When You Should Consider Defining a Join Index
Join indexes are not suited for all applications and situations. The usefulness of
a join index, like that of any other index, depends on the type of work it is designed
to perform. Always prototype any join index and evaluate its usefulness to the applications
it is designed to support before adding it to your production environment. The overhead
of updating join index tables can outweigh their benefit in some situations.
The following situations all make a join index a likely performance enhancer:
Frequent joins of large tables with other large or moderately-sized tables that result
in a significant number of the rows from both tables being joined.
Frequent joins of tables of high degree (having many columns) for which the same relatively
small set of columns is repeatedly requested.
An alternate partitioning sequence for a vertical subset of data in one of the base
tables (a so-called single-table join index) would remove the necessity of redistributing rows for a frequently made join.
The overhead in time and storage capacity for the creation and maintenance of a join
index does not outweigh its retrieval benefits.
The performance of frequent range queries requiring joins of large tables with other
large or moderately‑sized tables that result in a significant number of the rows from
both tables being joined.
A row-partitioned join index can enhance the performance of queries if you specify
an equality or range constraint on the partitioning column set. For example, a single-table
row-partitioned join index can take advantage of row partition elimination to improve
both the performance of a query retrieving rows from itself.
Be aware that you cannot define row partitioning for a row-compressed join index.
If a frequently run query specifies a complex expression in its predicate, consider
creating a single‑table join index or a hash index on the table that includes that
expression in the select list or column list, respectively, of its definition. Although
you cannot collect statistics on complex base table expressions, creating a single‑table
join using the expression transforms it into a simple column, and you can then collect
statistics on that column. The Optimizer can then use those statistics to estimate
the single‑table cardinality of evaluations of the expression in a query predicate
that specifies the expression using a base table column. See SQL Request and Transaction Processing for more information.

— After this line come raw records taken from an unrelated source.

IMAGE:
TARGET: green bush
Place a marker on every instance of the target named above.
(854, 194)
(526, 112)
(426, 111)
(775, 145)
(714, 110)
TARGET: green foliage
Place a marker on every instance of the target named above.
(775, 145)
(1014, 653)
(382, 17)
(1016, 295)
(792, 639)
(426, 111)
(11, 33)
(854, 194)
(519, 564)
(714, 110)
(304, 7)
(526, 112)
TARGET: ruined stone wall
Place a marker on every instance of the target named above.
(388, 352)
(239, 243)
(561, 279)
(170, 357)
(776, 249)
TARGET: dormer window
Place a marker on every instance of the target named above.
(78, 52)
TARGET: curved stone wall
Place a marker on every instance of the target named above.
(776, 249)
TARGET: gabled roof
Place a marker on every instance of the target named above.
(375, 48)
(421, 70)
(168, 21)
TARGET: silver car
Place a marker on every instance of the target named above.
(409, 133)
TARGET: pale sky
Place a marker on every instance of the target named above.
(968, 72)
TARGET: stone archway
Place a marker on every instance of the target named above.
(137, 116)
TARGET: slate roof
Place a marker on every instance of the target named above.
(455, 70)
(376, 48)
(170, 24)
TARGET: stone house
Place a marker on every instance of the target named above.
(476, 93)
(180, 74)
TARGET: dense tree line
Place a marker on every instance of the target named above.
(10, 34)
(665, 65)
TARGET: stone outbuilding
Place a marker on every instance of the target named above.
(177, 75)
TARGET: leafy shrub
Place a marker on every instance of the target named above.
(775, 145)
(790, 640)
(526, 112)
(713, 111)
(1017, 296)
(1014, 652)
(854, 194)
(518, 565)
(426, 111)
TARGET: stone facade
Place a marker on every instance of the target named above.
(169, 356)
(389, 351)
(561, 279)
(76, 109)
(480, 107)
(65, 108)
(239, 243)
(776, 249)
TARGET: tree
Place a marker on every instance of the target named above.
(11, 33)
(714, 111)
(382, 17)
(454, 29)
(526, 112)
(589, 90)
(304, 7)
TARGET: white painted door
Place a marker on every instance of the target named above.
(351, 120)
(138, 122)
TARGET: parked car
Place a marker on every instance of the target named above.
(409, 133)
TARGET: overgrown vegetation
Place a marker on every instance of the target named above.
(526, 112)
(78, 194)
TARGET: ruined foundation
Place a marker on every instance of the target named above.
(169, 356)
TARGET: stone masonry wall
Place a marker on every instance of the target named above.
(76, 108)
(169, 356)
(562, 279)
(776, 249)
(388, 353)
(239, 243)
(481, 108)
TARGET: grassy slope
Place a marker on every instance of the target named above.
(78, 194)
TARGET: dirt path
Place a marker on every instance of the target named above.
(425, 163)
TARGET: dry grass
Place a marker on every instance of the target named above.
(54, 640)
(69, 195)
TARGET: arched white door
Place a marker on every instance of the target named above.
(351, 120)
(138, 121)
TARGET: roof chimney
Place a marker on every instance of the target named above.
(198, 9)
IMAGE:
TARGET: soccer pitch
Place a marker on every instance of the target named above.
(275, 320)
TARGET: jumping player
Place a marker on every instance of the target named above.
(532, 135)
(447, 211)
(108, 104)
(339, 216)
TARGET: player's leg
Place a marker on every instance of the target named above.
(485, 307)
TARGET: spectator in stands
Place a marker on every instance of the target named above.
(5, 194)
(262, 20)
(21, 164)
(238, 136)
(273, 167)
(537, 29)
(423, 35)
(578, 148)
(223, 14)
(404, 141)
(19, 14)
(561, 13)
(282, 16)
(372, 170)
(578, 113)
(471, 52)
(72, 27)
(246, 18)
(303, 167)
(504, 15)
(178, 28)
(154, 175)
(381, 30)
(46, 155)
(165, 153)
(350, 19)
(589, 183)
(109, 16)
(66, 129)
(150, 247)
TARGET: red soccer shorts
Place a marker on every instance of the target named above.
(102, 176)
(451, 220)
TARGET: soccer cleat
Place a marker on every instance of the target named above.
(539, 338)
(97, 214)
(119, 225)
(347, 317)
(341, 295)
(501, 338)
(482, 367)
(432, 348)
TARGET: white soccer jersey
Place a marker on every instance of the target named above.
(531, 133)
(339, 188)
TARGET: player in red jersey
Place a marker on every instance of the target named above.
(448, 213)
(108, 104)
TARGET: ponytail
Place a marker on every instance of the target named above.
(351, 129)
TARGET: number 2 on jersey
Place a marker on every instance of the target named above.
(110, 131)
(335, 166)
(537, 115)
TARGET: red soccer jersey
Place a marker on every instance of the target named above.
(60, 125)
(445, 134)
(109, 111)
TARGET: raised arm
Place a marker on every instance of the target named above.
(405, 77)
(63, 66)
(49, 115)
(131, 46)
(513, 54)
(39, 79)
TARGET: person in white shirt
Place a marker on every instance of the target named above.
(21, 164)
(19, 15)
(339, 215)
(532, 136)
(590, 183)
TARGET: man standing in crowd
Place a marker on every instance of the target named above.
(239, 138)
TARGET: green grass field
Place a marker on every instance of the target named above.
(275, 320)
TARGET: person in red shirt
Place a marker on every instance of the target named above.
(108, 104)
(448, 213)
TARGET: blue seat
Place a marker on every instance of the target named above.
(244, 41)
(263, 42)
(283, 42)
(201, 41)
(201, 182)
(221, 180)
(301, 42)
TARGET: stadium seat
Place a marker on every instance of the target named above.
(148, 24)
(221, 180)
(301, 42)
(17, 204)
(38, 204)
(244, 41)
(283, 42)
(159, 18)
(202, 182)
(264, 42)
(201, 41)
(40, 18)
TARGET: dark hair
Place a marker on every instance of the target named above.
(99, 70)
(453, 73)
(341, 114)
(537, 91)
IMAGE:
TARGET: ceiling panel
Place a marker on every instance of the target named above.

Most queries against a column-partitioned table or join index are expected to be very
selective on a variable subset of columns, and project a variable subset of the columns
where the subset of accessed columns is less than 10% of the column partitions for
any particular query.
Sometimes you just need to experiment.
For example, application of a row-partitioned join index might be for queries that
involve row-partitioned base tables. However, if the base table is not a row-partitioned table, but is designed to handle efficient joins on the primary
index, it is also conceivable that a row-partitioned join index might be defined to
provide an alternative organization of the data for optimal access based on row partitions.
This is only valid if the join index is not row-compressed. Partitioning is not valid
for row-compressed join indexes.
See SQL Data Definition Language for further information about PPI join indexes.